In this patent infringement action, Defendant R/X Automation Solutions filed a motion in limine to exclude one of plaintiff’s experts. The district court concluded that the motion was an untimely Daubert motion because the district court had set a deadline for dispositive motions and Daubert motions.

The district court was not impressed with the excuse for the late filing. “Defendant’s excuse that it could not have known of the bases for the motion until after it took depositions of the experts is lame. Defendant had Dr. Derby’s report, for example, before the due date for Daubert motions. Everything that the ‘motion in limine’ complains of with respect to Dr. Derby is plain to see on the face of his report.”

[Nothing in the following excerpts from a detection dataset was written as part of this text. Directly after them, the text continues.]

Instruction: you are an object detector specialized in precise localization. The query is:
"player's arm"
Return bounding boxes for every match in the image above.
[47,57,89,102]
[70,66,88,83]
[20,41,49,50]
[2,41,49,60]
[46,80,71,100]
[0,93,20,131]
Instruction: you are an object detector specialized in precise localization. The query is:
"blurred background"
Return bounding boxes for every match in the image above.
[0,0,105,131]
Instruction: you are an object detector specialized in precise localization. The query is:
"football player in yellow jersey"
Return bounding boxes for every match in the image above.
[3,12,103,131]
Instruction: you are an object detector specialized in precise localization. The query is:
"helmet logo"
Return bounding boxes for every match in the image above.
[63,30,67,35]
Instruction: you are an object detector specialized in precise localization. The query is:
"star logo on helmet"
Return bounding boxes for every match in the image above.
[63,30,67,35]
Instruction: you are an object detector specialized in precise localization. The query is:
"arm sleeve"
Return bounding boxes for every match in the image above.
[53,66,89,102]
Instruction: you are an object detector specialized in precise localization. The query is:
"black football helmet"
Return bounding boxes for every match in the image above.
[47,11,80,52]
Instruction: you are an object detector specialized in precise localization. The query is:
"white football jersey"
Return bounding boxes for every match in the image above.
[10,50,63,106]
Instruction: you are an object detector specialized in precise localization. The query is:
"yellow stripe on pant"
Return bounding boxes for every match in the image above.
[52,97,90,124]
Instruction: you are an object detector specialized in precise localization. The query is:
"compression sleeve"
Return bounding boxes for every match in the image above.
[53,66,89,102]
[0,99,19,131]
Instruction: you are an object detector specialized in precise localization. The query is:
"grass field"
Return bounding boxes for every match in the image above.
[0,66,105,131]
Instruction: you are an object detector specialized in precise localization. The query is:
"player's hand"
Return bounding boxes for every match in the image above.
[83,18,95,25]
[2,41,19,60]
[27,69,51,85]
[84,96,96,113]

Nevertheless, the district court decided it would address the motion on the merits because trial was approaching in the next two weeks.

The district court then turned specifically to Dr. Derby’s report and noted “[h]e appears to be well qualified to testify, for example, about how the various pill-counting machines work. He appears to be well qualified to compare the features of one machine to another. His technical knowledge of machine and engineering concepts will undoubtedly be of assistance to the jury.”

But the district court also found that the report did not match the expert’s experience. “I find that much of it has nothing to do with his expertise as a mechanical engineer. Rather, it is apparent that counsel put him up to signing a document that, in very large part, expresses opinions that are not within his expertise. It is apparent that counsel drafted substantial parts of the purported Derby report and hope to use Dr. Derby essentially as a puppet through which counsel will lecture the jury on the law and why Knapp should win the case. This report goes far beyond the normal and appropriate cooperation of counsel and expert.”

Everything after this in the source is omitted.